Te Rēinga marae influenza memorial

Te Rēinga marae influenza memorial

A dignified lone granite obelisk stands on the atea of Te Rēinga marae in northern Hawke’s Bay. This text is inscribed on all four sides:

TAMATEA / WHAENE KAHUNGUNU / RANGINUI / KOINEI NGA TIPUNA O TE / IWI KUA MATE I TE MATE / URUTA KIIA NEI HE WHURU / UI MATE I TE TAU O TO TATAU / ARIKI 1918.

The first three lines are Ngāti Hinehika ancestral names. The rest of the inscription can be paraphrased in English as:

‘These are the people of the tribe who died in the epidemic that they called the ’flu in the year of our Lord 1918.’

The people of Te Rēinga, inland from Wairoa, were hit hard by the influenza epidemic that swept New Zealand in November 1918. By the end of the month as many as 60 people at Te Rēinga and nearby Ruakituri were incapacitated. Local settlers provided the stricken with some food and nursing care, but there no doctors in the locality and no hospital facilities until early December, when a temporary hospital was set up at Te Rēinga Native School (space soon ran out and the patients were moved to Tiniroto.)
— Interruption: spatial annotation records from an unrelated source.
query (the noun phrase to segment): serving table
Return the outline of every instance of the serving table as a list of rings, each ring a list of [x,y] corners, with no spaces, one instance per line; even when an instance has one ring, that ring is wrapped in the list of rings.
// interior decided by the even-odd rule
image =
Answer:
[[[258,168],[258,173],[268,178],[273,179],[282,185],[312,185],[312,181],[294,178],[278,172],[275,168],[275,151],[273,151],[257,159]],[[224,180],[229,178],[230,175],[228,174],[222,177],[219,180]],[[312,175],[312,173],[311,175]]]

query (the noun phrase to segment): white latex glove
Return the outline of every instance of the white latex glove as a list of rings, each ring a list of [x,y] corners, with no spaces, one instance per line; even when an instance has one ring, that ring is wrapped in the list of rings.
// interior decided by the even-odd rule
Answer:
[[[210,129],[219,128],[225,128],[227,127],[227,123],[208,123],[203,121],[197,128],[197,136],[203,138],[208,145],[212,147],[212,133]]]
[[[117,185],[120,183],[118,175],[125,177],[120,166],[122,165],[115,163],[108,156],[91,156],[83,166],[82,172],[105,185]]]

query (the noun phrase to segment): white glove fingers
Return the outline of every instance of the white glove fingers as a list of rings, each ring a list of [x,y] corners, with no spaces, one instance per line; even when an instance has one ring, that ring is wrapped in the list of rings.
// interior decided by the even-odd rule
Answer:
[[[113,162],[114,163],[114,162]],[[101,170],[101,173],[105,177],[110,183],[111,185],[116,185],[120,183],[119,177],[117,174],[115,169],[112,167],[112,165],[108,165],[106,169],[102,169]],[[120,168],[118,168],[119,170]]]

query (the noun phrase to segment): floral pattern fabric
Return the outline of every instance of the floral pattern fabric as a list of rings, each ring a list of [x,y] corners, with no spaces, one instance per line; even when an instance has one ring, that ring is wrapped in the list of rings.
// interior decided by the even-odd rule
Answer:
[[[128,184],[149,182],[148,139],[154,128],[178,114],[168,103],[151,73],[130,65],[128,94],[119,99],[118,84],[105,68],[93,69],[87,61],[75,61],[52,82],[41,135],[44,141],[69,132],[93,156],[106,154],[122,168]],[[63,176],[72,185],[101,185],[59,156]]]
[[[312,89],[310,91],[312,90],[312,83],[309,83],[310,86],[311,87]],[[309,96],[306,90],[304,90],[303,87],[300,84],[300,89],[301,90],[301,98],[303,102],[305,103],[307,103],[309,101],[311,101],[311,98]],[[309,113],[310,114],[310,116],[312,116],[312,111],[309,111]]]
The names of more than 40 people from the area who died between November 1918 and March 1919 are inscribed on the memorial at Te Rēinga marae.

See: ‘The Influenza Epidemic’, Poverty Bay Herald, 2/12/1918, p. 5; ‘The Influenza Epidemic’, Poverty Bay Herald, 3/12/1918, p. 6; ‘Combating the Outbreak at Tiniroto’, Poverty Bay Herald, 5/12/1918, p. 5; Te Reinga School, 75th Jubilee, 1988, Te Reinga, 1989, p. 29.